Kaito nodded. "I made the team lose. I can't forgive that."
"That's the cause of incompletion," Leo stated.
Sora asked gently. "If your teammates from then were here, what do you think they'd say?"
Kaito was surprised. "What?"
"Try imagining."
Kaito closed his eyes. Silence continued for a while.
"...'It's not your fault,' they might say."
"You really think so?"
"Yes. Everyone was kind."
Leo continued. "Then why do only you continue blaming yourself?"
"...I don't know."
Sora explained. "In cognitive therapy, this is called selective abstraction."
"Selective abstraction?"
"Cognitive distortion of extracting only part from the whole and seeing it as everything."
Leo gave an example. "You're focusing only on the final shot, not the entire match."
Kaito thought. "I had good plays before that."
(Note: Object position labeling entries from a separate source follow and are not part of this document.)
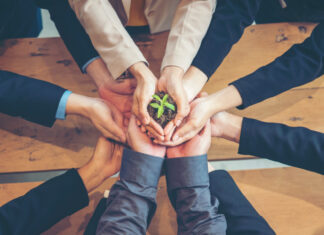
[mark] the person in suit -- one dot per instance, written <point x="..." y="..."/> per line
<point x="196" y="196"/>
<point x="301" y="64"/>
<point x="45" y="205"/>
<point x="51" y="102"/>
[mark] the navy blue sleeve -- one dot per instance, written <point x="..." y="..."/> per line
<point x="73" y="34"/>
<point x="31" y="99"/>
<point x="188" y="189"/>
<point x="44" y="206"/>
<point x="241" y="217"/>
<point x="295" y="146"/>
<point x="301" y="64"/>
<point x="132" y="200"/>
<point x="226" y="28"/>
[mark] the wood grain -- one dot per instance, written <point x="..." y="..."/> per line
<point x="290" y="199"/>
<point x="28" y="147"/>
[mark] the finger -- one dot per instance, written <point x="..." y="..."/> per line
<point x="168" y="128"/>
<point x="155" y="134"/>
<point x="169" y="135"/>
<point x="157" y="127"/>
<point x="183" y="110"/>
<point x="188" y="129"/>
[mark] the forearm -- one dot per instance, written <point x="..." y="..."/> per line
<point x="108" y="35"/>
<point x="188" y="189"/>
<point x="134" y="195"/>
<point x="301" y="64"/>
<point x="44" y="205"/>
<point x="226" y="28"/>
<point x="31" y="99"/>
<point x="296" y="146"/>
<point x="190" y="23"/>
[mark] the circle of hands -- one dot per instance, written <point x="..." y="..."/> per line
<point x="122" y="108"/>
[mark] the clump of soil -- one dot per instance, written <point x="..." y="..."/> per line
<point x="168" y="114"/>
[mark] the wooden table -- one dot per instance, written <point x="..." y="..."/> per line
<point x="290" y="199"/>
<point x="28" y="147"/>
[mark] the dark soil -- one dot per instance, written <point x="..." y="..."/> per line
<point x="168" y="114"/>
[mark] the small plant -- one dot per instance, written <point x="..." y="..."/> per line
<point x="163" y="103"/>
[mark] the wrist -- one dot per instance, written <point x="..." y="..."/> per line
<point x="78" y="105"/>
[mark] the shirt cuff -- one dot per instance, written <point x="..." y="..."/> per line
<point x="84" y="67"/>
<point x="60" y="113"/>
<point x="187" y="172"/>
<point x="141" y="168"/>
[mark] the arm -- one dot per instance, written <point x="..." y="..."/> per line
<point x="133" y="195"/>
<point x="188" y="189"/>
<point x="107" y="34"/>
<point x="301" y="64"/>
<point x="295" y="146"/>
<point x="31" y="99"/>
<point x="190" y="23"/>
<point x="226" y="28"/>
<point x="61" y="196"/>
<point x="240" y="215"/>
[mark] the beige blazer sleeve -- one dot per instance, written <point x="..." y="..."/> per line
<point x="189" y="26"/>
<point x="107" y="34"/>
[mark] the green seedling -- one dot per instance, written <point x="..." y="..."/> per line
<point x="163" y="103"/>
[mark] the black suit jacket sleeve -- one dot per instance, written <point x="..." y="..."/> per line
<point x="226" y="28"/>
<point x="44" y="205"/>
<point x="301" y="64"/>
<point x="241" y="217"/>
<point x="296" y="146"/>
<point x="74" y="36"/>
<point x="31" y="99"/>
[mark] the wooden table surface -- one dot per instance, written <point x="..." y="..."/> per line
<point x="290" y="199"/>
<point x="28" y="147"/>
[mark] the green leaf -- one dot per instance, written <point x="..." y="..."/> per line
<point x="170" y="106"/>
<point x="165" y="97"/>
<point x="157" y="98"/>
<point x="155" y="105"/>
<point x="160" y="111"/>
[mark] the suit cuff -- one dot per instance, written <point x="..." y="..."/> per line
<point x="60" y="113"/>
<point x="187" y="172"/>
<point x="140" y="168"/>
<point x="85" y="66"/>
<point x="179" y="60"/>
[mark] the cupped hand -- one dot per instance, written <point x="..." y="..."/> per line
<point x="140" y="142"/>
<point x="198" y="145"/>
<point x="171" y="82"/>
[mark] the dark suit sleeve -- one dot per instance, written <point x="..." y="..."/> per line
<point x="301" y="64"/>
<point x="74" y="36"/>
<point x="295" y="146"/>
<point x="34" y="100"/>
<point x="241" y="217"/>
<point x="44" y="205"/>
<point x="188" y="189"/>
<point x="132" y="200"/>
<point x="226" y="28"/>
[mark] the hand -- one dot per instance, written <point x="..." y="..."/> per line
<point x="146" y="85"/>
<point x="118" y="92"/>
<point x="104" y="116"/>
<point x="198" y="145"/>
<point x="171" y="82"/>
<point x="140" y="142"/>
<point x="105" y="162"/>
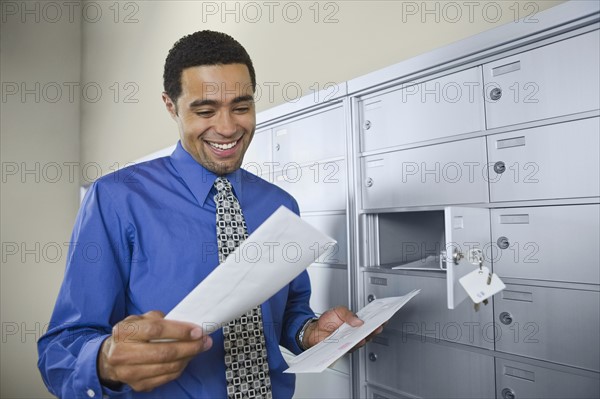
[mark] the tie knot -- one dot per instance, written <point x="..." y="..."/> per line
<point x="222" y="185"/>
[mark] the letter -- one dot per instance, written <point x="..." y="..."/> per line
<point x="25" y="11"/>
<point x="9" y="169"/>
<point x="409" y="8"/>
<point x="409" y="169"/>
<point x="8" y="8"/>
<point x="8" y="249"/>
<point x="9" y="328"/>
<point x="25" y="91"/>
<point x="9" y="89"/>
<point x="35" y="251"/>
<point x="435" y="172"/>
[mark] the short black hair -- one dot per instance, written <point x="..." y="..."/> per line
<point x="202" y="48"/>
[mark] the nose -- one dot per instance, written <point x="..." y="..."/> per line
<point x="225" y="124"/>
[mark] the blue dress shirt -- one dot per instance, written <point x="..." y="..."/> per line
<point x="144" y="237"/>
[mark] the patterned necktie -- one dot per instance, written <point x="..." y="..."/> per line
<point x="246" y="367"/>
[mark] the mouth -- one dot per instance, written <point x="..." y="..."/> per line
<point x="222" y="146"/>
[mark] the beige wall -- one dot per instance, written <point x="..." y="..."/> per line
<point x="39" y="200"/>
<point x="348" y="39"/>
<point x="122" y="48"/>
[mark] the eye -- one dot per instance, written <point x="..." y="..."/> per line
<point x="205" y="113"/>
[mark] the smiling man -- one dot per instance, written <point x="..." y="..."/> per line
<point x="160" y="228"/>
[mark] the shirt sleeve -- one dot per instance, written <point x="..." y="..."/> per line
<point x="297" y="309"/>
<point x="91" y="300"/>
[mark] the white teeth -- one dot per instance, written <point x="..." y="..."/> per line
<point x="223" y="146"/>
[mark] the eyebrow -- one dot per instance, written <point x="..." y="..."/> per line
<point x="237" y="100"/>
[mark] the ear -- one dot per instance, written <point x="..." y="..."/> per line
<point x="170" y="105"/>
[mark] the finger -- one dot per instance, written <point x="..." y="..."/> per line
<point x="347" y="316"/>
<point x="152" y="326"/>
<point x="139" y="353"/>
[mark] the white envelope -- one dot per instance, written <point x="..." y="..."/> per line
<point x="323" y="354"/>
<point x="272" y="256"/>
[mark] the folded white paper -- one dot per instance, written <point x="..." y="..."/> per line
<point x="322" y="355"/>
<point x="272" y="256"/>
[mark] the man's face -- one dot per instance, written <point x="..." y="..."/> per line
<point x="215" y="114"/>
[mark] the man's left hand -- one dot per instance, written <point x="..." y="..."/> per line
<point x="330" y="321"/>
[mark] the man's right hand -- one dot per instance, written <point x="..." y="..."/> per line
<point x="128" y="356"/>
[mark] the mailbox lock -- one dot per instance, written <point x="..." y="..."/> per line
<point x="457" y="256"/>
<point x="503" y="242"/>
<point x="508" y="393"/>
<point x="499" y="167"/>
<point x="505" y="318"/>
<point x="496" y="93"/>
"Yes. But you're ignoring them."
Sora continued. "To get closure, you need to see the whole picture."
"Whole picture?"
"The entire match, the entire team, and your entire growth."
Kaito nodded slowly. "That shot alone isn't all of me."
"Correct," Leo acknowledged.
Sora suggested. "There's another method called ritual closure."
"Ritual?"
"Making psychological separation through symbolic acts."
"For example?"
Leo gave an example. "Write a letter. From your present self to your past self."
Kaito showed interest. "What do I write?"
"Words of forgiveness. Words of understanding. Words of gratitude," Sora answered.
"Gratitude to my past self?"
"Without that failure, your present self wouldn't exist."
Kaito pondered. "True."
Leo added. "After writing, read it and tear it up. Symbolically break from the past."
"I'll try."
Sora warned. "It might not disappear completely in one go. But it will get lighter."
Kaito stood up. "I'll try writing now."
"Don't rush," Leo stopped him. "Take time to face it properly."
Kaito nodded. "Thank you. I think I understand why the knot won't untie."
"Because you weren't processing it."
"And because you weren't forgiving."
Sora smiled. "Noticing is the first step."
Kaito headed to the door. He turned and asked.
"When I get closure, will I forget completely?"
"You won't forget," Leo answered. "But you won't suffer."
"The memory transforms into learning," Sora added.
Kaito smiled. "That's enough."
The two saw Kaito off.
"Emotional knots don't resolve with time alone," Sora murmured.
"Active processing is needed," Leo agreed.
"But many people don't know that."
"So they continue to suffer."
The two looked out the window. Unresolved emotions, when processed properly, become fuel for growth. Conveying that was their role, they understood.